Centuries later, on an average Saturday in 1998, a different kind of explorer pulled into a farm two hours south of Auckland.
He was a location scout for director Peter Jackson. They’d done an aerial tour of the region’s rolling, sheep-covered hills and deemed it the perfect setting for a little movie series called “The Lord of the Rings.”
Captain Cook’s arrival changed everything for this land and the Maori — the indigenous people who first found it — but Hollywood’s discovery put those changes on steroids.
For years, New Zealand’s biggest problem was “brain-drain,” as the country’s best and brightest took year-long jobs or sabbaticals in Australia, Europe or America and never came back.
But as more people realized that the Middle Earth, Narnia and Pandora on their HD screens are really #nofilter locations in New Zealand, foreign interest in this far-away fantasy land peaked.
And now after Donald Trump’s election win, the number of Americans looking to emigrate to New Zealand has reached record levels. Combined with a huge influx from Asia, their merit-based system of entry is being tested.
If Hobbiton was anything like Auckland, the average hole would go for a million dollars.
A “hobbit” hole on the Alexander Farm near Matamata, New Zealand.
Now as New Zealand wrestles with what people to let in, most are united in what kinds of wild animals they want out.
The government’s answer: All of them. Everything with teeth instead of a beak, fur instead of feathers.
Because when man first found these islands at the bottom of the world, there was nothing but birds. Aside from a couple of tiny bat species, New Zealand has no native land mammals. And with no predators to eat them, many of the native birds — including their beloved kiwi — never learned to fly.
The Maori hunted the biggest birds to extinction and the vermin that arrived on European ships did a number on the rest.

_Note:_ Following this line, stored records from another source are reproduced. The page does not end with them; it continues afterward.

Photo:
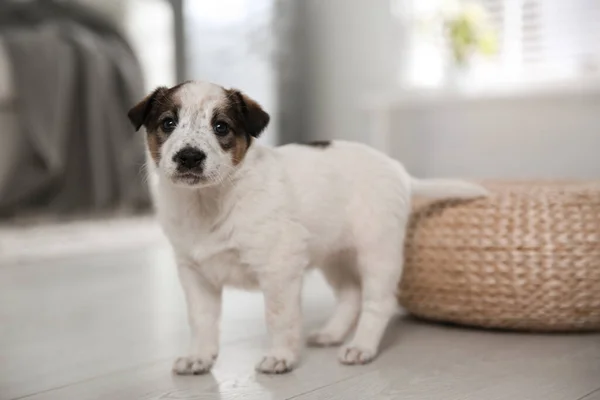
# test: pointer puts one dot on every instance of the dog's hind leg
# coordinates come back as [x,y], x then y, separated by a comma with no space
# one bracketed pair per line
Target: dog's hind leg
[346,286]
[380,266]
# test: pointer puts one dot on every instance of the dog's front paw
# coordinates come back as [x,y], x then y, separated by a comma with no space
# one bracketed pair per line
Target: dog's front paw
[277,362]
[356,355]
[193,365]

A quarter of New Zealand’s native birds are reported to be extinct and almost 4,000 plant and animal species are threatened or at risk. So this nation of animal lovers hatched Predator Free 2050, a plan so audacious in scope it’s been called New Zealand’s “Apollo Project.”
They aim to poison or trap every invasive critter on the island—hundreds of millions of rats and mice, weasels and stoats, possums and feral cats—and make the entire country predator-free by the year 2050.
Each year, government helicopters fly across gorgeous landscapes, spreading tons of cereal bait or carrot chunks laced with 1080, a toxin so deadly, it’s banned in many countries. The vast majority of Kiwi scientists and environmental groups defend the practice, while protesters are dismissed as fringe.
I took “The Wonder List” to New Zealand wondering whether man can put nature back like he found it, and ended up releasing an adorable kiwi named Croucher into the wild and rethinking everything I thought I knew about the natural order.
A hand-reared kiwi at the Rainbow Springs Kiwi Conservation Center in Rotorua, New Zealand.
I went wondering whether this breathtaking, thrill-seeking nation at the bottom of the world can stay so pristine now that their secret is out. And I found that it is a lot easier to discover paradise than to keep it that way.